No. Its a 10.8 mile (17.4km) Strava segment that I recreated in WKO. There are a couple of ways to get to the segment, and different wind conditions, and several traffic lights and a railroad crossing, so thats why I said 15-25 minute warmup. And to be more precise, it has always taken no less than ~15 minutes to get to the start of segment and usually about 17 minutes minimum.

The chart in previous posts shows all my efforts on that one segment. Looking at VI and IF you can see for yourself there are fair number of “pure” threshold efforts (IF around 1.0 and VI <=1.02) and the resulting decoupling for ~50 minute effort is low. Now I hope we can agree that ~50 minutes is a LONG effort at threshold, and it isn’t possible to go much longer.

The last pure 10.8 mile effort on that segment was a year ago (March 31 2020) with an 18 minute warmup:

and then 51:07 at threshold, based on an 20-minute field test from 9 days earlier. So that is 100% FTP effort for 50+ minutes.

Removing the first 15 minutes, in other words making it a ~33 minute warmup:

and the decoupling drops even lower (from 3% down to -0.2%).

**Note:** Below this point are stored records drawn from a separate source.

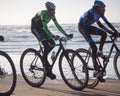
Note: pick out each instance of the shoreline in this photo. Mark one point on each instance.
(59, 88)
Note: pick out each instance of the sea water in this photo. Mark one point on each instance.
(19, 37)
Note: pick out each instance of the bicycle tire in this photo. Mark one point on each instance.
(71, 75)
(9, 71)
(34, 74)
(116, 64)
(92, 82)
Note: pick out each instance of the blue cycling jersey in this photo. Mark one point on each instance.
(90, 17)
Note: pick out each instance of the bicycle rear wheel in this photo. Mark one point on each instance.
(7, 75)
(87, 56)
(32, 67)
(71, 70)
(117, 64)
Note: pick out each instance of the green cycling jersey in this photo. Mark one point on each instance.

And I agree with you that longer, lower intensity efforts are likely best for using aerobic decoupling metric. For example doing TR’s Conness, a 165 minute (2:45:00) indoor training workout at 60-70% FTP as part of Traditional Base on Mon/Wed/Sat of the same week (Oct 2018), I had decoupling of:

  • 0.3% (84F / 29C in garage)
  • 0.6% (79F / 26C in garage)
  • 2.8% (61F / 16C in garage)

My conclusion, after reviewing decoupling data from all rides since getting a power meter in October 2016, is that after early base I’ve seen incredible consistency in having relatively low decoupling almost regardless of temperature for efforts from long 2.5-to-4 hour zone2, ~2 hour tempo / zone3, and ~50 minute threshold zone4 efforts. One difference between the UK and Northern California - I routinely ride in 90+F / 32+C temperatures and I have acclimated to working out in warm temps. YMMV.